一見すれば各々がリラックスした状態で過ごしているように見える。
しかし、その実は…
『やぁやぁ諸君!今宵も任務のほどお疲れ様でありました!』
室内に声は一切響き渡っていない。にも関わらず、各居室にいる面々には、ハッキリと歪の声が届いていた。
『はぁいお疲れ様。みんな今日も無事かしら?』
『問題ありません。全て良好です』
『は、ははははぃ…大丈夫です…』
全員が別室にいる状況で、四人はしっかりと会話を行なっていた。
否、会話と言うのは正しくない。
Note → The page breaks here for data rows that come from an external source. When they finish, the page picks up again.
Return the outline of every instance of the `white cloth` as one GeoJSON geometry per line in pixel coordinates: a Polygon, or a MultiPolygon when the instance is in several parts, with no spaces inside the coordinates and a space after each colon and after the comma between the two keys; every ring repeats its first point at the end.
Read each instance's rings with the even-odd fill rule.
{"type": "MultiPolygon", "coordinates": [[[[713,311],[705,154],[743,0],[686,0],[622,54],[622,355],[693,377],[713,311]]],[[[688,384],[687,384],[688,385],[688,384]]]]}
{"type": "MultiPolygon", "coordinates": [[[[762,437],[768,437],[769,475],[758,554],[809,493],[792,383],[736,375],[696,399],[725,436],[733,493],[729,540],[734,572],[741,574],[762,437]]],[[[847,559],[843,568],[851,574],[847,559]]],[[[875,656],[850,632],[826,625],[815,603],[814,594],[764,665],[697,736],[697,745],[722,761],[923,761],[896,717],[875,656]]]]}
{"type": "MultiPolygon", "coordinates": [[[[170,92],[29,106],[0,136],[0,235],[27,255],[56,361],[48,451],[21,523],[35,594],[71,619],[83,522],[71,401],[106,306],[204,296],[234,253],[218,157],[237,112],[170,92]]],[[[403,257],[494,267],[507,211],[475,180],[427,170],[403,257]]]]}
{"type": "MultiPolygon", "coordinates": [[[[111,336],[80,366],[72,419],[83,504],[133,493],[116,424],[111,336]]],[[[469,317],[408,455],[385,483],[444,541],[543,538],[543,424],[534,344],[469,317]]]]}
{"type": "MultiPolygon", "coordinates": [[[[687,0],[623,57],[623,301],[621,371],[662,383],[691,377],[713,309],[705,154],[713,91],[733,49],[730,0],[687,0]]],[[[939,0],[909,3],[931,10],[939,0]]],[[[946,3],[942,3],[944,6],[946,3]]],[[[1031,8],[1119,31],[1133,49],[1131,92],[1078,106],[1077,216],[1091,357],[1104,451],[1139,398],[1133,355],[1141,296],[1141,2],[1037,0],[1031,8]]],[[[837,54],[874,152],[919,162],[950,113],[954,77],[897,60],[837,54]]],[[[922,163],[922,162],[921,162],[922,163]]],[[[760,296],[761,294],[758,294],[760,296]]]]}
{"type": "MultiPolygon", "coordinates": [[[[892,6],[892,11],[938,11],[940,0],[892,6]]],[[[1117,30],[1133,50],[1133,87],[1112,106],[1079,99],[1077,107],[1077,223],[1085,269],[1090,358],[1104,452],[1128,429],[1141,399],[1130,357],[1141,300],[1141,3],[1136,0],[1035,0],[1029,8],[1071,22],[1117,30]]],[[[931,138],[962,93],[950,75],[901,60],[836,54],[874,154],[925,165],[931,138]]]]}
正確には、四人は通信によって話をしていたのだ。
『ふぅむ、この最新技術を使用した通信機は凄いでありますな!まさか言葉を発する時の喉の筋肉の動きを読み取って声に変換するとは…』
歪達は科学者ではないため、詳細な技術については理解していない。
しかし、こういった潜入先ではこの技術は非常に重宝されていた。
『いくら気をつけていても、ふとした会話がきっかけで素性がバレる可能性があるものね。特にここにはそう言ったことを見抜くのが上手い人が多いみたいだし』
カンナは部屋でお茶を嗜みながら返事を返す。
『で、ありますな。なかなか過酷な任務になりそうであります』
歪はそのまま『さて…』と続ける。
『各自ここまでの経過の報告を。《悪厄災》と三度も対峙し、そして戦い抜いた根拠地であります。とにかくその情報を抜き出し、《軍》に圧をかけたいでありますからな』
声の筋肉の動きから声を読み解く技術は本物のようで、歪の声色が文字通り歪んだものに変わっていく。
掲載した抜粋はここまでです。